Der Terminkalender im Fussball-Business platzt aus allen Nähten. Und es hört nicht auf. «Zum Glück habe ich den perfekten Zeitpunkt gefunden, um aufzuhören. Da habe ich Glück gehabt», sagt Toni Kroos in seinem Podcast «Einfach mal Luppen», als er über die im Sommer 2025 stattfindende Klub-WM spricht. Diese findet nach der aktuellen Saison statt, aber nicht wie früher über zehn Tage, sondern erstmals über vier Wochen. Analog einer «normalen» WM und EM.

Die Fifa sagt mithilfe einer Studie zwar, dass die offizielle Anzahl an Pflichtspielen zuletzt nicht angestiegen ist. Doch mit der Kritik am rappelvollen Spielplan ist Kroos nicht alleine: Seit Jahren poltern Top-Stars und Trainer erfolglos gegen die konstant hohe Anzahl Spiele. Angenommen, Kroos hätte in der abgelaufenen Saison alle Spiele für die Madrilenen gemacht, wäre er über 70 Mal auf dem Platz gestanden.

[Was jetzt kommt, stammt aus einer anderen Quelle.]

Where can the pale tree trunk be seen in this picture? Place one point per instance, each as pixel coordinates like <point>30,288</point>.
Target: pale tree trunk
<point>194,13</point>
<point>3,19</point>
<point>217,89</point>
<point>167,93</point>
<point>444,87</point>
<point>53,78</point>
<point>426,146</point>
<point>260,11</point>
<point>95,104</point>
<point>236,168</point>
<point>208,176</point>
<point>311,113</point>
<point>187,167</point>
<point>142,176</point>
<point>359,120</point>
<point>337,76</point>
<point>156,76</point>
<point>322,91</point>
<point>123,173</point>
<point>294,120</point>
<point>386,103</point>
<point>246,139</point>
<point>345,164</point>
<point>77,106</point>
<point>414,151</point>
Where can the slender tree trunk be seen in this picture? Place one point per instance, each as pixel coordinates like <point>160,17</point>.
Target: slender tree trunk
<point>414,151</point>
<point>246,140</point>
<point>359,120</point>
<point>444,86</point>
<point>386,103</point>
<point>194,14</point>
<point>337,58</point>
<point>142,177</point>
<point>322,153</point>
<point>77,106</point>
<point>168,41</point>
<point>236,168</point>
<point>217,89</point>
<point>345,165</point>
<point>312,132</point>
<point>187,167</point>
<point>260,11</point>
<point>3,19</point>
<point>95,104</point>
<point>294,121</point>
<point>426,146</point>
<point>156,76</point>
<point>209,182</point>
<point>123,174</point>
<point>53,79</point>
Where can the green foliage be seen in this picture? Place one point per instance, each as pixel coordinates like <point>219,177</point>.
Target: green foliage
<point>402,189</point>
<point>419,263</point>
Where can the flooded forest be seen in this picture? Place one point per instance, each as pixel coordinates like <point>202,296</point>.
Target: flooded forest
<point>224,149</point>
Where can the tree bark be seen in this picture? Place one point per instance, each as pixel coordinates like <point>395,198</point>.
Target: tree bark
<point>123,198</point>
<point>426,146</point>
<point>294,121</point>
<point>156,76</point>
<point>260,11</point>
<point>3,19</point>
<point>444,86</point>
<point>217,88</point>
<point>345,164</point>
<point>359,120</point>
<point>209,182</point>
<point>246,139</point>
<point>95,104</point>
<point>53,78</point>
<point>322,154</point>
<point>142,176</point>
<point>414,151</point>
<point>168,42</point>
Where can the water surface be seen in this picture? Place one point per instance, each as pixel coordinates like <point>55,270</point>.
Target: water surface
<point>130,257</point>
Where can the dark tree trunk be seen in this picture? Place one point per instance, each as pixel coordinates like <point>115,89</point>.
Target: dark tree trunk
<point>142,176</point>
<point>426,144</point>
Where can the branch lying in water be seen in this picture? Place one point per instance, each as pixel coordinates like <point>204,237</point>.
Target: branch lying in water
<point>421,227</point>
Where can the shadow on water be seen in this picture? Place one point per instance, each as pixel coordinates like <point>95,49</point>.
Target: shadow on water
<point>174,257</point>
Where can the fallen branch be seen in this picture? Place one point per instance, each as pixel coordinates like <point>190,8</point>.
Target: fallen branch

ManCity-Star Rodri hat kürzlich ebenfalls über den dichten Spielplan gemotzt. Wenige Tage später hat er sich das Kreuzband gerissen. Die gleiche Verletzung haben in jüngerer Vergangenheit unter anderen David Alaba, Eder Militao (beide Real Madrid) oder Breel Embolo im letzten Jahr erlitten. Bremer (Juventus Turin), Zapata (Torino), Rodri und Real-Star Dani Carvajal sind die neusten Kreuzbandriss-Patienten aus den Topligen.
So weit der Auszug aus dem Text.